Flu vaccine effectiveness
The flu vaccine effectiveness data come from several surveillance networks. The vaccine is about 68% effective in preventing influenza A-related hospitalization in children and teens and about 42% effective in preventing emergency department (ED) visits. Influenza A has been predominant this season.
In adults, effectiveness was about 39%-43% against hospitalization and 44% against an ED or urgent care visit.
Two small studies from Wisconsin found effectiveness of about 54% against an outpatient visit for influenza A among people ages 6 months-64 years and 71% against symptomatic infection in children.
So far this season, 111 pediatric flu-related deaths nationwide have been reported to the CDC. Flu activity has been low in recent weeks following an early season spike in late November/early December. However, CDC experts did not rule out the possibility of another surge.
The CDC also presented published data from several other countries that showed the effectiveness of live-attenuated influenza vaccine quadrivalent (LAIV4) was relatively similar to the traditional flu shot (inactivated influenza vaccine [IIV]). The nasal spray vaccine fell out of favor for the 2016-’17 and 2017-’18 seasons when it was deemed less effective against influenza A(H1N1) compared to IIV4. While health officials once again recommend LAIV4 equally with IIV, use has been relatively low, according to the CDC.
PCV20 vaccine
The Food and Drug Administration is reviewing Pfizer’s licensure application for PCV20 in children. Approval could come as early as this spring, which would be followed by recommendations from ACIP. It already has been authorized for adults.

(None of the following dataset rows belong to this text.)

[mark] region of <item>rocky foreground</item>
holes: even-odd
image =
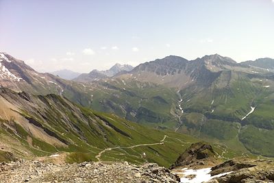
[[[155,163],[60,164],[16,161],[0,166],[1,182],[178,182],[177,177]]]

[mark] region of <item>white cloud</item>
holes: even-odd
[[[95,52],[90,48],[84,49],[82,52],[84,55],[88,55],[88,56],[95,54]]]
[[[132,36],[132,39],[140,39],[140,38],[139,36]]]
[[[66,55],[67,55],[68,56],[74,56],[75,54],[75,53],[73,53],[73,52],[70,52],[70,51],[68,51],[68,52],[66,53]]]
[[[139,49],[138,47],[133,47],[132,51],[134,51],[134,52],[139,51]]]
[[[112,49],[119,49],[116,46],[112,47]]]
[[[73,58],[61,58],[61,60],[62,60],[62,61],[73,61],[74,59],[73,59]]]
[[[206,42],[212,43],[212,42],[213,42],[213,40],[212,38],[206,38],[206,39],[201,40],[200,42],[201,43],[206,43]]]

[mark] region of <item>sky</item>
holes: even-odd
[[[274,58],[274,0],[0,0],[0,51],[40,72]]]

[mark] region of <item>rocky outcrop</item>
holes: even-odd
[[[178,167],[193,167],[197,165],[214,164],[218,160],[211,145],[199,142],[192,144],[171,165],[171,169]]]
[[[273,182],[274,181],[274,162],[267,160],[232,160],[212,169],[212,175],[233,171],[221,178],[208,182]]]
[[[125,162],[80,164],[17,161],[0,165],[1,182],[178,182],[169,169],[157,164]]]

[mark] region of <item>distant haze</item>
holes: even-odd
[[[169,55],[274,58],[272,0],[0,1],[0,51],[89,73]]]

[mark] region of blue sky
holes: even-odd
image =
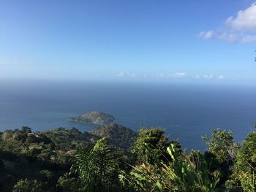
[[[0,79],[256,83],[254,2],[1,0]]]

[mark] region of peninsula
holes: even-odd
[[[91,123],[99,125],[110,124],[113,123],[115,120],[113,116],[99,111],[89,112],[77,118],[68,119],[71,122]]]

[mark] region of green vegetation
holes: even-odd
[[[0,191],[255,191],[256,132],[213,129],[186,153],[162,129],[111,124],[92,132],[29,127],[0,133]]]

The group is studying whether PCV20 should be an option for children under 2 years, who receive a three-dose series of PCV13 or PCV15 at 2, 4 and 6 months followed by a booster at 12-15 months. PCV15 was approved for children last year.
PCV20 provides broader protection than PCV13 or PCV15. However, ACIP members had some concerns about lower immunogenicity compared to PCV13 for children under 2 years. PCV20 did not meet noninferiority criteria compared to PCV13 for some of the shared serotypes after dose three, according to the CDC. However, after dose four, it was noninferior to PCV13 for all 13 shared serotypes.

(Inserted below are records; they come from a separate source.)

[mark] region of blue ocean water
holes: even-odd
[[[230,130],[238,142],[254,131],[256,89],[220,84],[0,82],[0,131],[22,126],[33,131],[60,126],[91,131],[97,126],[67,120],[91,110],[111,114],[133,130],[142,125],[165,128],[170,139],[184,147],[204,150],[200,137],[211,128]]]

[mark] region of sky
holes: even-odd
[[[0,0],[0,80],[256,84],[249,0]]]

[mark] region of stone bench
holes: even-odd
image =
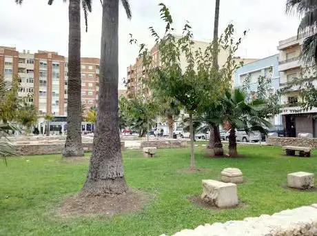
[[[144,157],[154,157],[156,148],[143,148]]]
[[[287,175],[287,186],[298,189],[314,188],[314,175],[307,172],[296,172]]]
[[[218,208],[229,208],[238,205],[238,193],[235,184],[223,183],[216,180],[203,180],[201,199]]]
[[[310,157],[310,151],[311,150],[311,148],[298,147],[294,146],[283,146],[282,148],[286,151],[286,155],[287,156],[294,156],[295,152],[299,152],[300,157]]]

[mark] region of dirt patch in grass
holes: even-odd
[[[61,163],[88,163],[89,158],[87,157],[63,157],[57,161]]]
[[[79,197],[78,195],[65,199],[60,215],[62,217],[94,216],[112,217],[141,210],[150,201],[150,196],[142,191],[129,189],[125,194],[116,196]]]
[[[190,168],[187,168],[185,169],[177,170],[176,173],[181,173],[181,174],[192,174],[192,173],[198,173],[201,172],[208,172],[209,170],[210,170],[209,169],[205,169],[203,168],[200,168],[196,170],[192,170]]]
[[[282,188],[287,190],[294,191],[294,192],[307,192],[307,193],[317,192],[316,187],[313,187],[309,189],[298,189],[298,188],[289,188],[289,187],[287,187],[287,185],[283,184],[282,185]]]
[[[187,198],[188,201],[192,202],[194,205],[198,207],[202,207],[204,209],[207,210],[227,210],[227,209],[236,209],[236,208],[247,208],[248,206],[246,203],[241,202],[239,200],[239,204],[233,207],[229,208],[219,208],[214,206],[211,206],[210,204],[207,204],[207,202],[204,201],[201,198],[201,196],[195,195],[191,196]]]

ACIP member Sarah S. Long, M.D., FAAP, professor of pediatrics at Drexel University College of Medicine in Philadelphia, said the group should consider that immunogenicity doesn’t always directly correlate with effectiveness and that some serotypes are more virulent than others. She and ACIP Chair Grace M. Lee, M.D., M.P.H., both said there would be trade-offs.

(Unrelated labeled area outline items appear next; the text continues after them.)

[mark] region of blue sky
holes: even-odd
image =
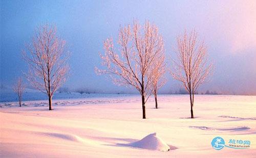
[[[117,39],[120,24],[136,18],[158,26],[170,57],[178,34],[185,29],[198,31],[215,64],[211,81],[200,91],[256,94],[255,10],[253,1],[1,1],[0,81],[11,86],[26,72],[21,51],[35,27],[48,22],[56,25],[72,52],[64,86],[127,91],[97,75],[94,67],[100,65],[103,40]],[[180,85],[167,76],[161,91],[179,89]]]

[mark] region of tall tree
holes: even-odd
[[[65,82],[69,69],[67,64],[69,55],[64,51],[65,43],[57,38],[55,27],[46,24],[36,29],[32,43],[26,46],[28,52],[23,51],[29,68],[28,80],[47,95],[49,110],[52,109],[52,96]]]
[[[132,25],[120,27],[117,43],[119,54],[114,48],[112,38],[104,42],[105,55],[100,56],[106,68],[97,69],[97,72],[109,74],[117,85],[135,88],[141,95],[142,118],[145,119],[145,104],[153,93],[153,64],[163,51],[162,36],[155,24],[146,21],[141,26],[134,21]]]
[[[164,59],[165,56],[164,51],[163,51],[158,54],[156,62],[153,64],[152,88],[155,96],[156,109],[158,108],[157,103],[157,93],[158,90],[164,85],[166,82],[166,80],[164,76],[166,72]]]
[[[12,87],[13,91],[18,95],[19,107],[22,107],[22,95],[25,89],[25,86],[22,82],[22,77],[18,77]]]
[[[177,59],[173,60],[173,77],[181,82],[189,94],[191,118],[194,118],[194,94],[212,72],[212,64],[208,57],[204,41],[197,39],[194,31],[188,35],[186,31],[177,38]]]

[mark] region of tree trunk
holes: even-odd
[[[189,96],[190,99],[190,113],[191,113],[191,118],[194,118],[193,114],[193,102],[192,101],[192,96],[191,93],[189,93]]]
[[[142,114],[143,114],[143,119],[146,118],[146,108],[145,107],[145,96],[144,94],[141,96],[142,100]]]
[[[22,99],[19,99],[18,102],[19,102],[19,107],[22,107]]]
[[[158,107],[157,107],[157,93],[155,93],[155,102],[156,102],[156,109],[158,109]]]
[[[52,110],[52,97],[49,97],[49,110]]]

“If there is concern about gain in some serotypes and the potential for loss without clarity about how it would translate in others that are relevant, it might be sort of six of one, half dozen the other,” said Dr. Lee, associate chief medical officer for practice innovation at Lucile Packard Children’s Hospital in Palo Alto, Calif. “But it does feel like at least acknowledging the indirect impact on herd immunity would be a really important aspect of the benefits of pneumococcal conjugate vaccines.”
ACIP also is considering whether PCV20 should be used for vaccination of children 2-18 years with certain underlying medical conditions. These children currently receive 23-valent pneumococcal polysaccharide vaccine in addition to PCV. For children in this age group, PCV20 was immunogenic for all 20 serotypes, but the study did not include children with underlying conditions.
ACIP is expected to continue its discussion of PCV20 later this year. In the meantime, it will meet Feb. 23 and 24 to discuss vaccines for respiratory syncytial virus, COVID, meningococcal disease and dengue.